I am thankful for all of the disruptors, innovators, and visionaries who contributed to the colorful heritage of agile and Scrum. In particular, I thank Hirotaka Takeuchi and Ikujiro Nonaka. Scrum was modeled after their groundbreaking paper, “The New New Product Development Game,” published in the Harvard Business Review in 1986. My book was informed by their article and 115 additional sources—listed in the bibliography—along with my first-hand experience launching Scrum in organizations.
I’m the Founder and CEO of Exceptional PPM and PMO Solutions, an Inc. Verified Business, which helps our clients achieve their business needs through world-class project leadership. I had the privilege to work with a client in a division of a global entertainment business on their successful journey for improved responsiveness to changing business needs, faster delivery speed, higher satisfaction, and continuous improvement—which made them even more competitive and fueled their growth. That fantastic agile transformation experience and result was the inspiration for my book. I thank that client.
I also helped diverse organizations achieve their business needs through project management related services prior to Exceptional PPM and PMO Solutions. I’m a former vice president of a provider of diverse consumer products and services over the Internet including social networking and internet access. Before that, I worked in organizations with businesses ranging from advanced technology products and services to business services, retail, e-commerce, manufacturing, and entertainment. I have experience with consumer, business, reseller, government, and international customer markets, as well as international experience spanning 20 countries.

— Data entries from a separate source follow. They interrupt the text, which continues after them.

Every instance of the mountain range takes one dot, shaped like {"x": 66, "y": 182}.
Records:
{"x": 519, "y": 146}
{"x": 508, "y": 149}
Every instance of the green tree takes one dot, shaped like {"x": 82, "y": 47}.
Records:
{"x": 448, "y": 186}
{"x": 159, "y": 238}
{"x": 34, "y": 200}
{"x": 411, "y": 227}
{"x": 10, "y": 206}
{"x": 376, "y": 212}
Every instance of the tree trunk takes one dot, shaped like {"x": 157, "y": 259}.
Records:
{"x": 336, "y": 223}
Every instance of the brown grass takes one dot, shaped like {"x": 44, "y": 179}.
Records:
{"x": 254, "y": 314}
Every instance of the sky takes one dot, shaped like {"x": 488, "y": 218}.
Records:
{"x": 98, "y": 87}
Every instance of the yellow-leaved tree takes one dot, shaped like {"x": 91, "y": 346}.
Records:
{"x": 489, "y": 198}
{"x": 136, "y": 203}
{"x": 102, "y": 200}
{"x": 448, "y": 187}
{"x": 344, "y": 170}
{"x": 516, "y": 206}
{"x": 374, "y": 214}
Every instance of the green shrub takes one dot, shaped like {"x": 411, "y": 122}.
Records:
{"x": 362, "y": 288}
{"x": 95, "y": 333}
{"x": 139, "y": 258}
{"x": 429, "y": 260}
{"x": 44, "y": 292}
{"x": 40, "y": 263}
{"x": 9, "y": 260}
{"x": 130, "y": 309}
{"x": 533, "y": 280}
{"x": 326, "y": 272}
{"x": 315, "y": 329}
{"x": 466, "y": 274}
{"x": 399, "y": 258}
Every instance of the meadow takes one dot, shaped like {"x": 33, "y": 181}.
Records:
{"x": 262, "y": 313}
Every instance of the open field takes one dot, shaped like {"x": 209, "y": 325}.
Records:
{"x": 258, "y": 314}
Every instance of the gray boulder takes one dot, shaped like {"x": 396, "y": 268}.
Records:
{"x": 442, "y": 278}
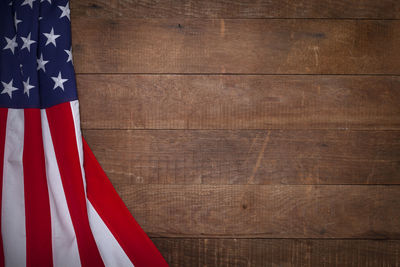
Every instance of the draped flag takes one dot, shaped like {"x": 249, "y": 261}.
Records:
{"x": 58, "y": 208}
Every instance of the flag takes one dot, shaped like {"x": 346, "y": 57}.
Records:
{"x": 58, "y": 208}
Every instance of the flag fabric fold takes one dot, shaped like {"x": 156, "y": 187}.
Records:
{"x": 58, "y": 207}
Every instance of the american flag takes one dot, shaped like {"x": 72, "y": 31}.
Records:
{"x": 58, "y": 208}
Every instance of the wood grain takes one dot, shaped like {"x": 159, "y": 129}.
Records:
{"x": 382, "y": 9}
{"x": 257, "y": 46}
{"x": 248, "y": 157}
{"x": 265, "y": 211}
{"x": 278, "y": 252}
{"x": 239, "y": 102}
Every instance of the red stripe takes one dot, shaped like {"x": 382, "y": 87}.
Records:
{"x": 110, "y": 207}
{"x": 3, "y": 126}
{"x": 62, "y": 130}
{"x": 37, "y": 206}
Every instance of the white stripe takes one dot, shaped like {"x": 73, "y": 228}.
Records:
{"x": 109, "y": 248}
{"x": 13, "y": 204}
{"x": 78, "y": 134}
{"x": 65, "y": 247}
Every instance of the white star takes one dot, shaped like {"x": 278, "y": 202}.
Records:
{"x": 11, "y": 44}
{"x": 69, "y": 53}
{"x": 65, "y": 11}
{"x": 28, "y": 2}
{"x": 59, "y": 81}
{"x": 16, "y": 21}
{"x": 8, "y": 88}
{"x": 51, "y": 37}
{"x": 42, "y": 63}
{"x": 27, "y": 42}
{"x": 27, "y": 86}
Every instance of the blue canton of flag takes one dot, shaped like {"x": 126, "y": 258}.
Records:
{"x": 35, "y": 53}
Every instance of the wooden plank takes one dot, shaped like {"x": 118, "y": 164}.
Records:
{"x": 248, "y": 157}
{"x": 260, "y": 46}
{"x": 382, "y": 9}
{"x": 278, "y": 252}
{"x": 265, "y": 211}
{"x": 239, "y": 102}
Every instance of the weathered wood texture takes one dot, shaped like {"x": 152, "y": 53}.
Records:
{"x": 265, "y": 211}
{"x": 261, "y": 46}
{"x": 239, "y": 102}
{"x": 382, "y": 9}
{"x": 248, "y": 156}
{"x": 183, "y": 105}
{"x": 275, "y": 252}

In addition to hands-on experience, a deep understanding of project management (project, program, portfolio, and PMO management—inclusive of agile, traditional, and hybrid frameworks), engagements with professional associations, involvement with global standards, knowledge of leading practices, and professional credentials also shaped what and how information was presented in the book. Some examples follow. I have a bachelor’s degree in Psychology with a focus in Human Factors. I hold six certifications: Certified Scrum Professional (CSP), Certified ScrumMaster (CSM), Certified Scrum Product Owner (CSPO), Project Management Professional (PMP), IT Service Management Foundation (ITIL), and Lean Six Sigma Green Belt (LSSGB). And I’m proud to be a member of the Scrum Alliance, Project Management Institute (PMI), Institute of Electrical and Electronics Engineers (IEEE), IEEE Computer Society, IEEE Consumer Electronics Society, IEEE Broadcast Technology Society, IEEE Internet of Things Community, and the IEEE Consultants Network.

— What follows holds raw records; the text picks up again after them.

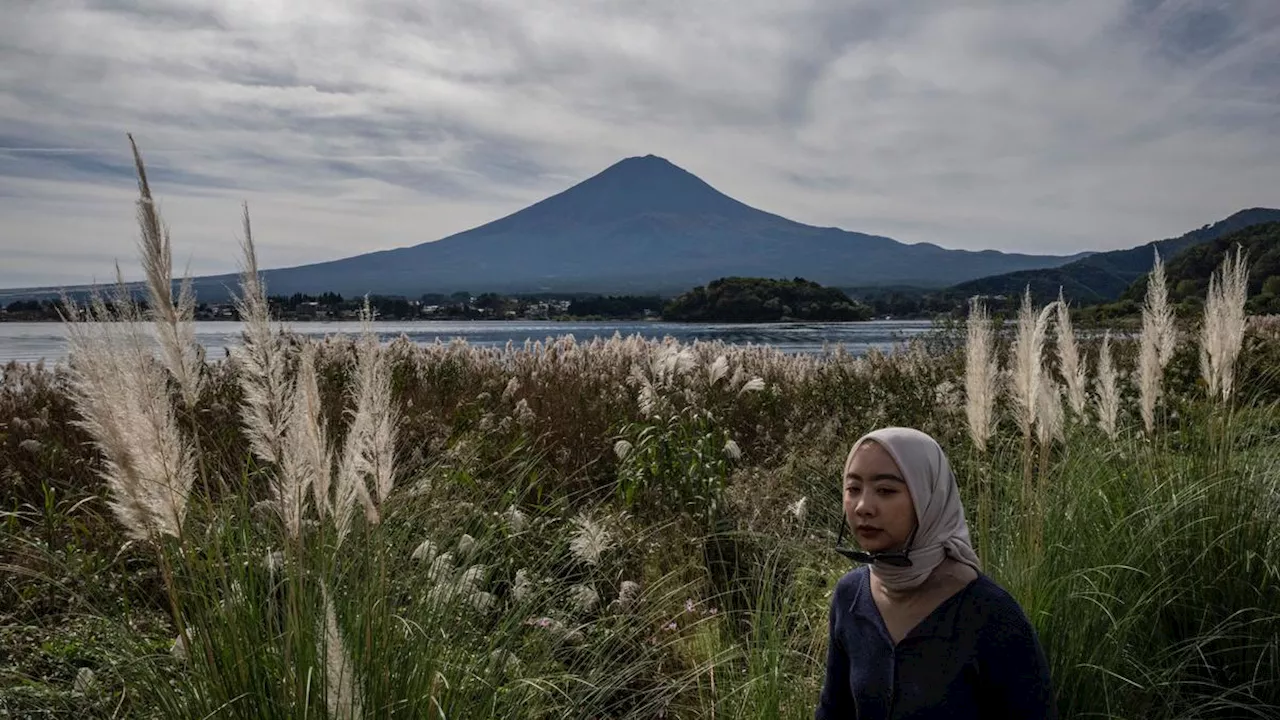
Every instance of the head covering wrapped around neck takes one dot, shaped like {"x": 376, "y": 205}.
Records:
{"x": 942, "y": 529}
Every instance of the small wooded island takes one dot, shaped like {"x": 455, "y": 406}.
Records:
{"x": 762, "y": 300}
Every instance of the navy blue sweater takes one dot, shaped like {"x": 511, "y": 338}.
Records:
{"x": 977, "y": 655}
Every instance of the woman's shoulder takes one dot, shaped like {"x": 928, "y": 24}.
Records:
{"x": 850, "y": 586}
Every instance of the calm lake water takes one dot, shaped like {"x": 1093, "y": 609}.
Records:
{"x": 27, "y": 342}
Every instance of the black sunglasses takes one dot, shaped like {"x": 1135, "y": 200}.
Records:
{"x": 896, "y": 557}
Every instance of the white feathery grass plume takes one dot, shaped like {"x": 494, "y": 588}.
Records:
{"x": 305, "y": 463}
{"x": 590, "y": 541}
{"x": 1164, "y": 327}
{"x": 179, "y": 351}
{"x": 369, "y": 449}
{"x": 1048, "y": 411}
{"x": 261, "y": 361}
{"x": 1107, "y": 388}
{"x": 1155, "y": 343}
{"x": 307, "y": 447}
{"x": 1223, "y": 329}
{"x": 1027, "y": 367}
{"x": 1070, "y": 363}
{"x": 342, "y": 696}
{"x": 120, "y": 392}
{"x": 1148, "y": 378}
{"x": 981, "y": 373}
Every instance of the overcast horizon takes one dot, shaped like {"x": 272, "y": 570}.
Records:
{"x": 1036, "y": 126}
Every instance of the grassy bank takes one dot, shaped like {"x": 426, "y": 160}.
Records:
{"x": 608, "y": 529}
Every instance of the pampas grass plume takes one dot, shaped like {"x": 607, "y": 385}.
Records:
{"x": 981, "y": 373}
{"x": 1107, "y": 388}
{"x": 1223, "y": 329}
{"x": 1070, "y": 363}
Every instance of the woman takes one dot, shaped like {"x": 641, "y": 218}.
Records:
{"x": 919, "y": 632}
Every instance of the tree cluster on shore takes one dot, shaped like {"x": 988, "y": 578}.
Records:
{"x": 622, "y": 528}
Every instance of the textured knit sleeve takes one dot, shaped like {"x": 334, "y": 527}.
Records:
{"x": 836, "y": 700}
{"x": 1014, "y": 670}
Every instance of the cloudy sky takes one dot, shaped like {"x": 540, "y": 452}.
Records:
{"x": 355, "y": 126}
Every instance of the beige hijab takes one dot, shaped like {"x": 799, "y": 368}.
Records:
{"x": 942, "y": 529}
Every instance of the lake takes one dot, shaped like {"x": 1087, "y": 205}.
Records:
{"x": 27, "y": 342}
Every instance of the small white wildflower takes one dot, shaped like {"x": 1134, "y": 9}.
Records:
{"x": 522, "y": 586}
{"x": 590, "y": 542}
{"x": 442, "y": 569}
{"x": 629, "y": 593}
{"x": 504, "y": 661}
{"x": 273, "y": 561}
{"x": 799, "y": 509}
{"x": 425, "y": 552}
{"x": 178, "y": 651}
{"x": 524, "y": 414}
{"x": 472, "y": 578}
{"x": 483, "y": 601}
{"x": 511, "y": 390}
{"x": 466, "y": 547}
{"x": 516, "y": 519}
{"x": 584, "y": 598}
{"x": 83, "y": 682}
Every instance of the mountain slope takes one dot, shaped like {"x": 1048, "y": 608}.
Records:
{"x": 1189, "y": 273}
{"x": 1104, "y": 277}
{"x": 641, "y": 226}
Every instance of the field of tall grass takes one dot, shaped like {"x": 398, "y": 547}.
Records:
{"x": 617, "y": 528}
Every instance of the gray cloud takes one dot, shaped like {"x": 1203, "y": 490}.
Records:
{"x": 1034, "y": 126}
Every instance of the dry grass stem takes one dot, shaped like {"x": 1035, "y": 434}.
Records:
{"x": 981, "y": 373}
{"x": 1155, "y": 345}
{"x": 122, "y": 395}
{"x": 1107, "y": 388}
{"x": 1027, "y": 365}
{"x": 261, "y": 361}
{"x": 1223, "y": 329}
{"x": 1070, "y": 363}
{"x": 174, "y": 331}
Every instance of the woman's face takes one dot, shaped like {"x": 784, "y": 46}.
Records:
{"x": 877, "y": 501}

I owe a tremendous debt to the technical editors: Chris Hare and Colin Giffen. Each offered insights that greatly improved Agile Scrum: Your Quick Start Guide with Step-by-Step Instructions. I thank them for helping to make this book more clear, consistent, and valuable.

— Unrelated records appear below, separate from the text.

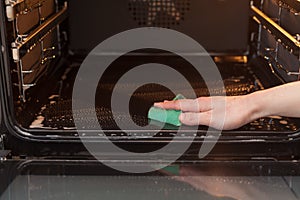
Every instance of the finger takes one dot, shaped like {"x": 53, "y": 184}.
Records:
{"x": 183, "y": 104}
{"x": 194, "y": 119}
{"x": 187, "y": 105}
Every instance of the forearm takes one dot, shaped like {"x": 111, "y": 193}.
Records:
{"x": 282, "y": 100}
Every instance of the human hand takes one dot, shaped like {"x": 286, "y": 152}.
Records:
{"x": 213, "y": 111}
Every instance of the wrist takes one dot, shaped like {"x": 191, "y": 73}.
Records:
{"x": 255, "y": 102}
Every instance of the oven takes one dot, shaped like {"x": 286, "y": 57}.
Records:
{"x": 254, "y": 44}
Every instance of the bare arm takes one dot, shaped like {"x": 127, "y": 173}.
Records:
{"x": 282, "y": 100}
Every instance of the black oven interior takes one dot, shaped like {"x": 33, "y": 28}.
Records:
{"x": 47, "y": 40}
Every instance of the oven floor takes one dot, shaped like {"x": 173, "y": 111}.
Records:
{"x": 52, "y": 109}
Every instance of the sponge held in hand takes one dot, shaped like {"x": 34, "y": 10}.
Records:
{"x": 166, "y": 116}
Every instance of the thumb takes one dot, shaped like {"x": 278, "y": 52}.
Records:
{"x": 194, "y": 119}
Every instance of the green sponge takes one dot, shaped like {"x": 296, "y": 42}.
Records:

Agile Scrum is often used in technology projects, but do you think Agile Scrum can have a wider application?
Shifting customer needs are common in today’s marketplace. Businesses must be adaptive and responsive to change while delivering an exceptional customer experience to be competitive. Traditional development and delivery frameworks are often ineffective. In contrast, Scrum is a value-driven agile approach which incorporates adjustments based on regular and repeated customer and stakeholder feedback. And Scrum’s built-in rapid response to change leads to substantial benefits such as fast time-to-market, higher satisfaction, and continuous improvement—which supports innovation and drives competitive advantage.
Agile and Scrum were once the sole domain of software development. However, the benefits and results have not gone unnoticed by others. Practices are being adopted by additional departments and industries. The State of Scrum Report: 2017 Edition revealed that 21% of Scrum projects are run by departments outside of Technology such as Marketing, Finance, and Sales. And a New York Timesarticle in 2016—”The New Workplace is Agile, and Nonstop. Can You Keep Up?”—noted agile’s use in diverse industries. Examples ranged from a museum in Sydney, Australia, to an automobile dealership in Maine. Agile/Scrum is being used broadly.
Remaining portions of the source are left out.